Playing in the park one day, I noticed something about my two sons. They both love to run. A place is neither too far nor too near. They would run, as if impatient to get there. The world is one big playground. There is pure pleasure on their faces as the wind blows past. They love speed. And as their bodies grow, so do their velocities. They are at that stage wherein I have to run full speed just to catch up.
My eldest boy runs, however, like a comet circling the sun (me). There is an invisible line he does not cross. At a certain distance, he stops and looks back. If I follow, he extends the orbit. If I don’t, he runs full speed back.
My younger boy does not have this invisible tether. He runs with abandon. He does not look back. He runs with his arms flowing back, a beautiful and graceful dance. One blink, and he’s gone. All you have is the echo of his laughter.
Consequently, in a race with kuya, my younger son almost always wins. My elder son runs with caution, careful of his steps, watching where he might trip. He jogs most of the time, always watching, always aware of his surroundings.
My younger son runs and just keeps on going. His smaller body means he takes smaller steps. He makes up for his lack of speed with his lack of fear.

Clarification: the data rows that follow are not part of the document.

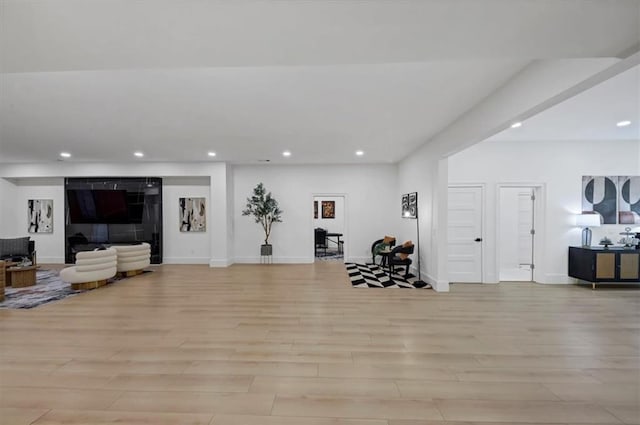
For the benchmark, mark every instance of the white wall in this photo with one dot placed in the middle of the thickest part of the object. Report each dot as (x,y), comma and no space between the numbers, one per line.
(184,247)
(369,191)
(8,209)
(333,225)
(46,181)
(559,167)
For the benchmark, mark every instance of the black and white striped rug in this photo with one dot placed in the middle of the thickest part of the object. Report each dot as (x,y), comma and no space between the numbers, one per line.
(373,276)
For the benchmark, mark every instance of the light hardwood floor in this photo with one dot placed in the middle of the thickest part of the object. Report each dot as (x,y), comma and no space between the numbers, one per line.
(297,345)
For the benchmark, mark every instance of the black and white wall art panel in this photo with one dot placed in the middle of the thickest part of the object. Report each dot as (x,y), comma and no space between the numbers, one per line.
(40,215)
(193,216)
(629,200)
(600,195)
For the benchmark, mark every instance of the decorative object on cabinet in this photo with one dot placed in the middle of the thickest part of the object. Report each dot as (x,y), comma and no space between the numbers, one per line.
(587,221)
(629,239)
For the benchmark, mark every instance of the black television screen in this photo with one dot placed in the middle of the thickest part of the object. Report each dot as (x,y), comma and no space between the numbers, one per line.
(104,206)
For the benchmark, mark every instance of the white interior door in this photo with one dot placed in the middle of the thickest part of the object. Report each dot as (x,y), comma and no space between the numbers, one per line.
(516,233)
(465,234)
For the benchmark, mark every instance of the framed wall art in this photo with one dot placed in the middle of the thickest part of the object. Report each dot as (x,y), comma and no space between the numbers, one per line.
(40,215)
(629,199)
(410,205)
(328,209)
(193,215)
(600,195)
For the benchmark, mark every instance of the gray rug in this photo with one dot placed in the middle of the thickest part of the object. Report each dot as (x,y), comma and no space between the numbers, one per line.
(48,288)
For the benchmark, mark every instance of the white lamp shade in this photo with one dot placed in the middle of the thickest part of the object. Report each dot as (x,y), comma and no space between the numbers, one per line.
(588,220)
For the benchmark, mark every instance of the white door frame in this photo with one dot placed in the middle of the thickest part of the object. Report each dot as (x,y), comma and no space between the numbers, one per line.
(539,225)
(483,222)
(345,246)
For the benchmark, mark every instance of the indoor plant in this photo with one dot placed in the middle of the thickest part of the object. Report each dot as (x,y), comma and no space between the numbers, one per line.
(264,209)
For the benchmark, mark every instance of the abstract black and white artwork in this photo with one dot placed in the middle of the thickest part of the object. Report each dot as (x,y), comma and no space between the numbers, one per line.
(193,215)
(410,205)
(328,209)
(40,215)
(629,199)
(600,195)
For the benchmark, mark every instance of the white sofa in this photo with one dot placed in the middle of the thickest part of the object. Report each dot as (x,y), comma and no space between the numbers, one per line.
(132,259)
(92,269)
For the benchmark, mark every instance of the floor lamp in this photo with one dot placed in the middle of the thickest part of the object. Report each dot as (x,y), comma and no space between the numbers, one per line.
(410,210)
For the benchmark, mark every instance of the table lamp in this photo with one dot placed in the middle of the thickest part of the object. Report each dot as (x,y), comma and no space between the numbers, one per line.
(586,221)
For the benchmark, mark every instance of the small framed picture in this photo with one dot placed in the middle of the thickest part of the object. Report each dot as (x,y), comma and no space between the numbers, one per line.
(328,209)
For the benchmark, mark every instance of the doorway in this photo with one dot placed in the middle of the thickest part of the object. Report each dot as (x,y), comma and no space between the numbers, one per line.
(329,227)
(464,230)
(517,233)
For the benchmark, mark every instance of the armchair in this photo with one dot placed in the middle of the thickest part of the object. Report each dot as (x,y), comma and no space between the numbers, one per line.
(399,256)
(320,240)
(380,245)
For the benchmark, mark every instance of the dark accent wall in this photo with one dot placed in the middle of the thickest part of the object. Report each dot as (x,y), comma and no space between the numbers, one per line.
(142,192)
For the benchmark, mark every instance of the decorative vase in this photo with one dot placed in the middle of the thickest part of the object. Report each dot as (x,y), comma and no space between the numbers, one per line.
(266,249)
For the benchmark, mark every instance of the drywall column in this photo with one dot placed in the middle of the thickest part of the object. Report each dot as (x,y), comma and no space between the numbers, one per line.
(8,209)
(220,216)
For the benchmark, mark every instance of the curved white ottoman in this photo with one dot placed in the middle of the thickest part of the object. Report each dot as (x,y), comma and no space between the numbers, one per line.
(132,259)
(92,269)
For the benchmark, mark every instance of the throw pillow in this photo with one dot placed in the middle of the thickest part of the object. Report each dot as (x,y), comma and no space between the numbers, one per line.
(379,248)
(402,255)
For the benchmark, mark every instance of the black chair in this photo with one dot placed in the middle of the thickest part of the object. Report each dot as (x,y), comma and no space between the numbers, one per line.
(396,260)
(375,253)
(320,240)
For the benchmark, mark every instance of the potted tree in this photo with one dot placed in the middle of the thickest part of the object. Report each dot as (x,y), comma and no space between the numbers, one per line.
(264,209)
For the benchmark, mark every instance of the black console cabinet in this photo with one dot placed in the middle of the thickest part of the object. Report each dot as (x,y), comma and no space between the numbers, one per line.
(604,265)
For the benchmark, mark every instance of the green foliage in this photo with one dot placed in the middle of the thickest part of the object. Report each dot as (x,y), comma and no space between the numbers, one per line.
(264,209)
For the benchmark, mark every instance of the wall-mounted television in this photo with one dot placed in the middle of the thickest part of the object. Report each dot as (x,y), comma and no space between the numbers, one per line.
(104,206)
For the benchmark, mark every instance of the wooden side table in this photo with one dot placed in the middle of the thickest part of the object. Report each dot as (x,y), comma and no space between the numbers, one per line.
(19,277)
(5,272)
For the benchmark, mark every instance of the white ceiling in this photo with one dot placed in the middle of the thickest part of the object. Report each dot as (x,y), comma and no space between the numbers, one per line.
(249,79)
(590,115)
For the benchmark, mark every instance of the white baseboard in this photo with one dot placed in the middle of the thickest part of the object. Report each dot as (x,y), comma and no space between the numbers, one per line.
(50,260)
(185,260)
(558,278)
(224,262)
(275,260)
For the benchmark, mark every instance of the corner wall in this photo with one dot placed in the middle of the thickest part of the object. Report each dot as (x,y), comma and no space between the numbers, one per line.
(559,166)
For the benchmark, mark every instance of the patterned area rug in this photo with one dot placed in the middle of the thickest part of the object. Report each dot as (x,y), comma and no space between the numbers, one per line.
(48,288)
(373,276)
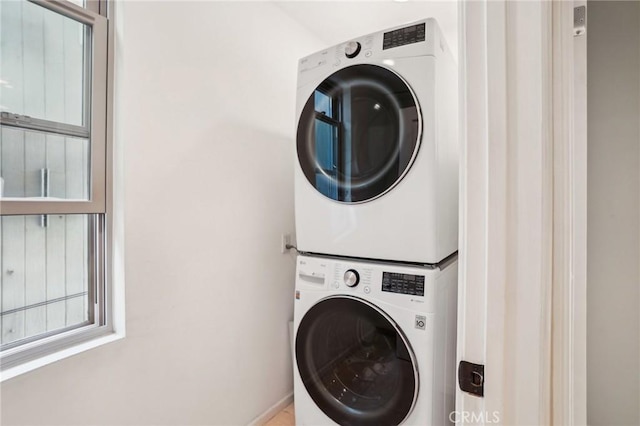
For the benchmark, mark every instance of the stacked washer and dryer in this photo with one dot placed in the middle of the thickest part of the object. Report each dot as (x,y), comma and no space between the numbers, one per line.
(376,204)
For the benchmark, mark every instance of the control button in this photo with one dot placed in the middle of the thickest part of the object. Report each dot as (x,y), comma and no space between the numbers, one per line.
(351,278)
(421,322)
(352,49)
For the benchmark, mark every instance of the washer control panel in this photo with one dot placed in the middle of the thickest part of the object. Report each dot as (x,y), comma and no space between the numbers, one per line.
(402,36)
(351,278)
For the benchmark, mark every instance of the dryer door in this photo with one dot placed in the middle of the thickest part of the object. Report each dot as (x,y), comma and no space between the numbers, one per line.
(356,363)
(358,133)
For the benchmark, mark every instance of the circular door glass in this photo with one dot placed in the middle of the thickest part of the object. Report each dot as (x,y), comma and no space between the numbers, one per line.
(355,363)
(358,133)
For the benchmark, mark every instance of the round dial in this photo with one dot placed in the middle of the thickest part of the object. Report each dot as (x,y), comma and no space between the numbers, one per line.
(352,49)
(351,278)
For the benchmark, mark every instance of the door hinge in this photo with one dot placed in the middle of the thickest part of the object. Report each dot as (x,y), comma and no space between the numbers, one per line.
(471,378)
(579,20)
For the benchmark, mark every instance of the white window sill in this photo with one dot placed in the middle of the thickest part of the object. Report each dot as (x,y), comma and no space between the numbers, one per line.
(59,355)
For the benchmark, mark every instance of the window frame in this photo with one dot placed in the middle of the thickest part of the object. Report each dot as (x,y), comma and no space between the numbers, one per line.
(47,347)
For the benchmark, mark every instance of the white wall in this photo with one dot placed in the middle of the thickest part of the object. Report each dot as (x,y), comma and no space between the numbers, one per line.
(205,121)
(613,277)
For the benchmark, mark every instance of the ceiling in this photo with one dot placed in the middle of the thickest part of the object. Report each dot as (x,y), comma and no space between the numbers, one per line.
(334,22)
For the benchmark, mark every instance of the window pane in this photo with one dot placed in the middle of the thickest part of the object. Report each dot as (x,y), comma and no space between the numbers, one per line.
(44,285)
(36,164)
(44,61)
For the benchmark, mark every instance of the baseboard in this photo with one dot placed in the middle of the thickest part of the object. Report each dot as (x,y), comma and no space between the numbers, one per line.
(272,411)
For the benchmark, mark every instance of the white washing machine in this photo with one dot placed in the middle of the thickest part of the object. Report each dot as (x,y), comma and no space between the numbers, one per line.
(376,174)
(374,343)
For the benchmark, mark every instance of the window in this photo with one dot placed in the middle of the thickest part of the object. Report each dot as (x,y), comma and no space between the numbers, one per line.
(54,204)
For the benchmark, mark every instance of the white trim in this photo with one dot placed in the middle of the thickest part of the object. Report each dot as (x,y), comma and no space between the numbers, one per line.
(57,356)
(570,223)
(272,411)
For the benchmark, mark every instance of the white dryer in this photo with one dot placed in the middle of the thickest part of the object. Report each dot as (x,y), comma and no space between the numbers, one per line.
(376,174)
(375,344)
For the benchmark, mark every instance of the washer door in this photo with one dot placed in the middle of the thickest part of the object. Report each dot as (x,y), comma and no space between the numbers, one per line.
(355,363)
(358,133)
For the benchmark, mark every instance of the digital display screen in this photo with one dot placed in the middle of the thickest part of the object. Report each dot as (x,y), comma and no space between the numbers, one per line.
(393,282)
(402,36)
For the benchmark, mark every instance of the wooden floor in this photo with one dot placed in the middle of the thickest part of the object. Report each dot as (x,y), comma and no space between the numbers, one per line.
(285,417)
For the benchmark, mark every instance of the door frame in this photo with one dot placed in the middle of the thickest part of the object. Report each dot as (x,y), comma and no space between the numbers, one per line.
(522,296)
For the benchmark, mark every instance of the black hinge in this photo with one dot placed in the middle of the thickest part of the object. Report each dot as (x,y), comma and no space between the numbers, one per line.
(471,378)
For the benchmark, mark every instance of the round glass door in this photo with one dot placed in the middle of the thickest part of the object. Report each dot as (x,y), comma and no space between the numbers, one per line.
(358,133)
(355,363)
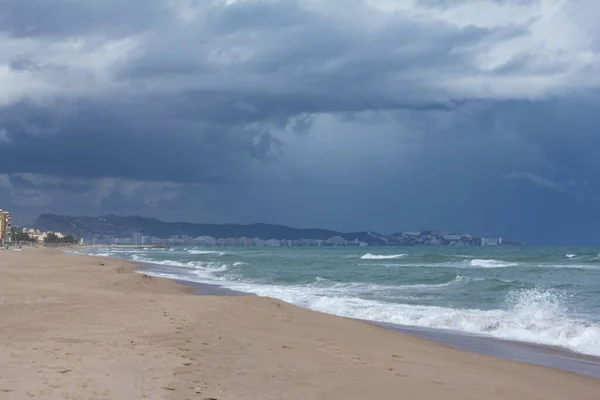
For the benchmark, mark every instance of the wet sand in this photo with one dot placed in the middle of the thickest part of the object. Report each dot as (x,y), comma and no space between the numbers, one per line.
(79,327)
(517,351)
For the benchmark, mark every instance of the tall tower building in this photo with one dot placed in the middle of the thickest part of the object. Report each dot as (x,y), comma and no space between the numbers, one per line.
(5,225)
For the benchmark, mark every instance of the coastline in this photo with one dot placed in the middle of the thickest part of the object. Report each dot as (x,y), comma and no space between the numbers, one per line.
(89,327)
(531,353)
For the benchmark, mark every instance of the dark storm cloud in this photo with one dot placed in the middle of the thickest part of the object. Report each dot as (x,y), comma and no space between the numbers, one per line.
(343,114)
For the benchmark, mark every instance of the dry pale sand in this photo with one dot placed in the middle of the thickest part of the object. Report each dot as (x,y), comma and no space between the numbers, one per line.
(74,327)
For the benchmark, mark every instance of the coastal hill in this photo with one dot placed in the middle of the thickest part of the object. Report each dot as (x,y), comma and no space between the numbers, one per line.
(108,227)
(123,226)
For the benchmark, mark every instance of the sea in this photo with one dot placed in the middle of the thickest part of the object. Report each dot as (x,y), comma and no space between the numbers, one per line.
(542,296)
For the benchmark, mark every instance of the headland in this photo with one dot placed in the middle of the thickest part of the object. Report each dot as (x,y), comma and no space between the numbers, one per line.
(85,327)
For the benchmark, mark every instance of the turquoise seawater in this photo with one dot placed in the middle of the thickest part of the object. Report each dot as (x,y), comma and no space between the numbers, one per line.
(548,296)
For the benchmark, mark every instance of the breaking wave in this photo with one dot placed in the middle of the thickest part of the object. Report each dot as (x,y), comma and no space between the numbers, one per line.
(491,263)
(199,252)
(370,256)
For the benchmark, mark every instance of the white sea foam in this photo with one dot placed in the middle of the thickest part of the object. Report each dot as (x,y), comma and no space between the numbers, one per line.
(528,315)
(491,263)
(205,252)
(534,316)
(370,256)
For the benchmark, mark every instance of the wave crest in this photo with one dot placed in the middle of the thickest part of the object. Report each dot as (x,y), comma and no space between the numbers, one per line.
(370,256)
(491,263)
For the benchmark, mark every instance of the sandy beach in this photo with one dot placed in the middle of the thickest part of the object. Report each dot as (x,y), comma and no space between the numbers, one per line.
(77,327)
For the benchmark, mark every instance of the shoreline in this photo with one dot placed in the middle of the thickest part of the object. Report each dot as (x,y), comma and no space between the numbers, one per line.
(524,352)
(79,326)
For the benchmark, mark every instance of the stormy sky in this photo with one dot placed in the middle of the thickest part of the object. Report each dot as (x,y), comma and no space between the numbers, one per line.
(386,115)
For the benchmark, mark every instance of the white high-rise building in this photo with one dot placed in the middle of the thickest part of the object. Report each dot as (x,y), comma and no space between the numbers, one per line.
(136,238)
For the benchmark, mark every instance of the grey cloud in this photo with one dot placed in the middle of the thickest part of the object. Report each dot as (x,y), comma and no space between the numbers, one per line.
(304,113)
(19,181)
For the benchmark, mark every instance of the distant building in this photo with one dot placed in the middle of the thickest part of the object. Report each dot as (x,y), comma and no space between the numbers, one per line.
(5,225)
(336,241)
(136,238)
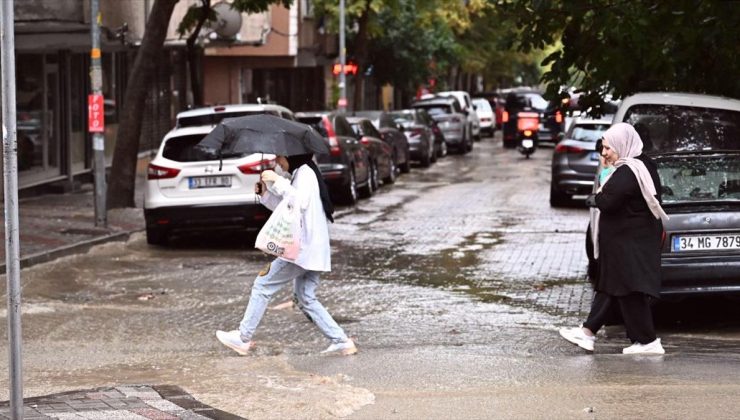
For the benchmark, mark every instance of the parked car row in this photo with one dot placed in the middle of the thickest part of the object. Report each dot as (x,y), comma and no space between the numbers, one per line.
(189,190)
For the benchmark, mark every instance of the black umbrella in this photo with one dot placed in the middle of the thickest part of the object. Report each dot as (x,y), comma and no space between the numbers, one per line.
(262,133)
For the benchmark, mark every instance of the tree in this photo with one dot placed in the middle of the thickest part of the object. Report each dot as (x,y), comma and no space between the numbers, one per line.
(121,186)
(622,47)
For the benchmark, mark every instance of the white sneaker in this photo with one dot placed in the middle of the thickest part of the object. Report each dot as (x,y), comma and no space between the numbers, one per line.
(653,347)
(576,336)
(345,349)
(233,340)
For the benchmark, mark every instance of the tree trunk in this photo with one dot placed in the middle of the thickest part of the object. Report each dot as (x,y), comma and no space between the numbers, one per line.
(361,56)
(196,84)
(122,181)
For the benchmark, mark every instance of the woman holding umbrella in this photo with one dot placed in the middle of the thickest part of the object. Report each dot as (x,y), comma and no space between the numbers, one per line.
(307,190)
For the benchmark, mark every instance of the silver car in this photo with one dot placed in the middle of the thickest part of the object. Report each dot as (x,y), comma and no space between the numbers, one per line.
(575,161)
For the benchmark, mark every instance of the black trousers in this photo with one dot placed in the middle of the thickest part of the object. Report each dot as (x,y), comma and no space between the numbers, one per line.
(635,311)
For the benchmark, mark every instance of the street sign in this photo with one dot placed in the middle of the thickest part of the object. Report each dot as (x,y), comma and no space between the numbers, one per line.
(95,114)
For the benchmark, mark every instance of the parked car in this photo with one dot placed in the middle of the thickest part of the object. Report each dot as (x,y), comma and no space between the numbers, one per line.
(382,166)
(575,161)
(486,116)
(190,190)
(694,142)
(346,169)
(391,133)
(451,119)
(467,108)
(213,115)
(551,116)
(414,125)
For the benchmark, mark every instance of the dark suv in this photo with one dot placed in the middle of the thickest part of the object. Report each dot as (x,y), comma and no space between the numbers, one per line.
(551,116)
(346,169)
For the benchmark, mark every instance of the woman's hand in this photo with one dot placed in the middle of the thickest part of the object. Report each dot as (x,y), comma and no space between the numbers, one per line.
(269,176)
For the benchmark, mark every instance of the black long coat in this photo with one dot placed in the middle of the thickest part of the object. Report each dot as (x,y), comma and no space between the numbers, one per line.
(629,235)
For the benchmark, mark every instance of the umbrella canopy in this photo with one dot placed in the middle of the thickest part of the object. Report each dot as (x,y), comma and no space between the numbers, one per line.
(263,133)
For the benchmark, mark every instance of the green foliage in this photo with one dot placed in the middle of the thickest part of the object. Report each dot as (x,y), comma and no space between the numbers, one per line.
(622,47)
(195,12)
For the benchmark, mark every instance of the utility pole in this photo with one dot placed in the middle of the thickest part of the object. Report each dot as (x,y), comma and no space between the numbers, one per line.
(342,105)
(96,115)
(12,246)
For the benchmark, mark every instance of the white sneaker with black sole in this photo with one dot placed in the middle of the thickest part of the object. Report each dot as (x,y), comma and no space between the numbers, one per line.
(576,336)
(345,349)
(233,340)
(654,347)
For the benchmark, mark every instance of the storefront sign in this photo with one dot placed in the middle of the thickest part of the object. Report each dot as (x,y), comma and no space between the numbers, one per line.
(95,114)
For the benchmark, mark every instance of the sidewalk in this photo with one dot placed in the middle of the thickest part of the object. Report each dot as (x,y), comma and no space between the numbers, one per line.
(55,225)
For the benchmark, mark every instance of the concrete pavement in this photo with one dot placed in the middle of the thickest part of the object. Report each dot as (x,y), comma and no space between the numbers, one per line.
(56,225)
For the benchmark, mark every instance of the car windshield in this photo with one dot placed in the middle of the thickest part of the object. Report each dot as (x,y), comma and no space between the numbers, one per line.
(215,118)
(316,122)
(587,132)
(482,105)
(182,149)
(437,109)
(699,178)
(673,128)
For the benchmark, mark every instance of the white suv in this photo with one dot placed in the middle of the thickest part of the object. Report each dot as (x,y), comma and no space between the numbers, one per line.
(468,109)
(188,189)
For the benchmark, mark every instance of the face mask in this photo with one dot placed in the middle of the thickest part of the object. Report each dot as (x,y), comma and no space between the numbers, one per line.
(280,171)
(604,174)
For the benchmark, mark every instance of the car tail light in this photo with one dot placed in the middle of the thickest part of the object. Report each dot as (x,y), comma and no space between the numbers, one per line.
(561,148)
(160,172)
(257,167)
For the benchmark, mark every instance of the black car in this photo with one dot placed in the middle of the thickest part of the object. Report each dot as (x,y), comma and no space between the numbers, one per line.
(414,124)
(391,133)
(552,121)
(346,169)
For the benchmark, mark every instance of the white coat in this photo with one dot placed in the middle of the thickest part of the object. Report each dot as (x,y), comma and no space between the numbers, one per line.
(303,191)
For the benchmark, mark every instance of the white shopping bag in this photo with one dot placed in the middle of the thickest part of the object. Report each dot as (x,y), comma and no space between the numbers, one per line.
(280,236)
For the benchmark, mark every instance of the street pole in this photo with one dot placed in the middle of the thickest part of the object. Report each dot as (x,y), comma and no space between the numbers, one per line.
(96,113)
(342,105)
(12,246)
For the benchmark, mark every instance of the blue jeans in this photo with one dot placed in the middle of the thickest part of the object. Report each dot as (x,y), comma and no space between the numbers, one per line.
(268,282)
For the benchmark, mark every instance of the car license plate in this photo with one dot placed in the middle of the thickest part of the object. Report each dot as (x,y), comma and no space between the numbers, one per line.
(706,242)
(196,182)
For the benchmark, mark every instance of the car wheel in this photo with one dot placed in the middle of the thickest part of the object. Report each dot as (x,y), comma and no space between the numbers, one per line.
(406,166)
(426,160)
(391,178)
(348,195)
(372,182)
(443,149)
(156,236)
(557,198)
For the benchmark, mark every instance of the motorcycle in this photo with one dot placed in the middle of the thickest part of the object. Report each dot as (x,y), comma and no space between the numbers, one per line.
(527,125)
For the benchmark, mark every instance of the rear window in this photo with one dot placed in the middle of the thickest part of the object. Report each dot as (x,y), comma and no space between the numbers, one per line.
(316,122)
(588,132)
(699,178)
(182,149)
(436,109)
(674,128)
(215,118)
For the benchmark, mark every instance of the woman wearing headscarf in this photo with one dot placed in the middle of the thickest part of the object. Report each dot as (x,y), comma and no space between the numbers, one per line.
(627,229)
(305,189)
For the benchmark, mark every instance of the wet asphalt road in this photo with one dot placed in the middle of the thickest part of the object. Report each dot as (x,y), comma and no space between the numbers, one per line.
(453,282)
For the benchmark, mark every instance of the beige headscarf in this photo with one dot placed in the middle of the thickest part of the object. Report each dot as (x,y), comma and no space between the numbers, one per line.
(627,144)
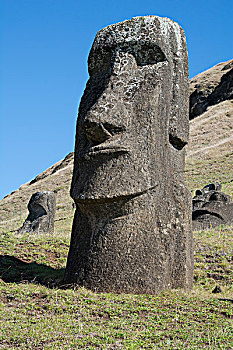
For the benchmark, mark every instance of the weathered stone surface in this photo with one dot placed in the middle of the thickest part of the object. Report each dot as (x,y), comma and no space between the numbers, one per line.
(211,87)
(211,207)
(132,226)
(42,207)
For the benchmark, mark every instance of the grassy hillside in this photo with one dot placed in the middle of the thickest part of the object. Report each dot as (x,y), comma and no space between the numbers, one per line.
(38,312)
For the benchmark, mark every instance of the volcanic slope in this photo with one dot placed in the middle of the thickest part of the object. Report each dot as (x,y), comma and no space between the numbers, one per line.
(209,154)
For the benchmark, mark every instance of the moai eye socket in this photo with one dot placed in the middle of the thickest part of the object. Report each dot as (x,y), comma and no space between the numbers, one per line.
(148,54)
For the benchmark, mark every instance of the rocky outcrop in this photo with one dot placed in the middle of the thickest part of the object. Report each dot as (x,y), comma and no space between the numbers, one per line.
(210,88)
(42,207)
(211,208)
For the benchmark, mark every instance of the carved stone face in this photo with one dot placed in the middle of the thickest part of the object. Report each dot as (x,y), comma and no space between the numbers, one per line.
(129,131)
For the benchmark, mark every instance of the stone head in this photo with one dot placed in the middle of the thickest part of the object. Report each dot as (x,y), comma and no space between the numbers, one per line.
(132,123)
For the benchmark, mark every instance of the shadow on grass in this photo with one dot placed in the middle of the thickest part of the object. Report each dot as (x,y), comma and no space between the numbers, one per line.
(15,270)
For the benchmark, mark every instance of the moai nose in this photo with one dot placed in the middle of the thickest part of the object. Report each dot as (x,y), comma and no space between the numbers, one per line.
(95,131)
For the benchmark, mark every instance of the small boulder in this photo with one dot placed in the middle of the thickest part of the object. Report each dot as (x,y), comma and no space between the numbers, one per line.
(42,207)
(211,207)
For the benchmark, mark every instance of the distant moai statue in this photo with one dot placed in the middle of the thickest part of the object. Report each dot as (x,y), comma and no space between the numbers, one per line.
(211,207)
(132,227)
(42,208)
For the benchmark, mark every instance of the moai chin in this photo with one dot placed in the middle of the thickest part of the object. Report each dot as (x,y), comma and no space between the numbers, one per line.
(132,227)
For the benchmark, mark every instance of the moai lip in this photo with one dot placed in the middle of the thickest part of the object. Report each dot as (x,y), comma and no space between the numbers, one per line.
(132,227)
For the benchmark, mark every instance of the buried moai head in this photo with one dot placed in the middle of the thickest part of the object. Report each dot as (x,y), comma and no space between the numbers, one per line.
(211,207)
(133,111)
(132,225)
(42,207)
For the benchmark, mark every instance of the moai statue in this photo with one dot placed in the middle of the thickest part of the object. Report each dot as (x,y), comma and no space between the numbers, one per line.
(42,208)
(211,207)
(132,227)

He will run and catch his kuya, even if this effort means he will not have enough energy to return.
My eldest son expresses his love the same way he runs. He loves slowly, and trusts few. When he loves, he will orbit around you, the sun of his world, the moon in yours.
My younger son loves freely and fiercely. He loves many, but burns many who, expecting him to show consistent reciprocity, will find him running away to some new adventure.